To address this, a third component is contained in the Electoral Bill, 1996, which will be introduced by the Minister for the Environment, Deputy Howlin. That component is State funding for political parties as political parties, irrespective of whether they are in the Oireachtas.
How will this function? As it is currently designed and written in the Bill, subject to whatever changes both Houses make, a fund of £1 million per annum will be available to support political parties, payable in quarterly instalments on the basis of the percentage support they received from the electorate at the previous general election. This provision will not, therefore come into play until after the next general election which must take place in 1997. There will be a qualifying threshold of 2 per cent of the vote. The concept and precedent of qualifying thresholds is clear in this jurisdiction in that we have the requirement of a deposit and the forfeiture of that deposit if 25 per cent of the quota is not reached. That knocks on the head the idea that people would instantly form political groupings to stand at elections to get the money.
The qualifying threshold has two components. The first is the one to which I have just referred, obtaining an aggregate minimum support of 2 per cent in a general election. The second requirement is that the group be a registered political party.
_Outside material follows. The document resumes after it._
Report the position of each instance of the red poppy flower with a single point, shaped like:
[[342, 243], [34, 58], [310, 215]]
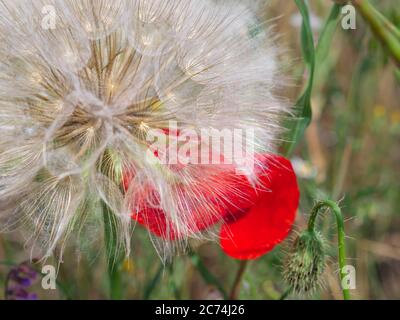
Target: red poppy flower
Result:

There is much jurisprudence associated with this. Many actions have been taken by groups and organisations who wanted to register as a political party. Some were successful, others were not. Some of us are old enough to recall Seán Dublin Bay Loftus's herculean attempts to get the Christian Democratic Party of Ireland registered on his behalf and on behalf of two other people, one of whom lived in Donegal. There is therefore a test as to what constitutes an organised political party against which there is now a body of jurisprudence.
What would happen with this £1 million based on the last general election? Our calculations suggest that Kevin Street or Parnell Square Sinn Féin would get some money as it received over 2 per cent of the vote in the last general election. The Green Party, which has a representative in the Dáil, would also get money. Christian Solidarity, which I understand is now a registered political party, could also qualify if it received the vote Nora Bennis did in the European elections. We would then have at least one and possibly two registered political parties which demonstrated that they could get over 2 per cent of the vote in a national election, which would receive £20,000 for the four or five years during the period of that election. At the next general election they would retain that amount, lose it if they were below the threshold or increase it.
This in essence is the overall approach to the funding of political parties by the State. The total cost in a non-election year will be £2.7 million. Leaving aside the capital account of £1,500 million, the annual current account budget of this country is £13,038 million and out of that sum, we are looking for £2.6 million to fund political parties.
How are political parties funded at the moment? At present their money comes from mandatory membership fees, voluntary subscriptions by friends and supporters, donations from corporate Ireland or particular organisations such as trade unions in the case of the Labour Party and by levies on public representatives. For example, in the Labour Party I, as a Minister, pay a monthly standing order of £125 towards party funds; Ministers of State pay £110, Deputies £90 and Senators £75.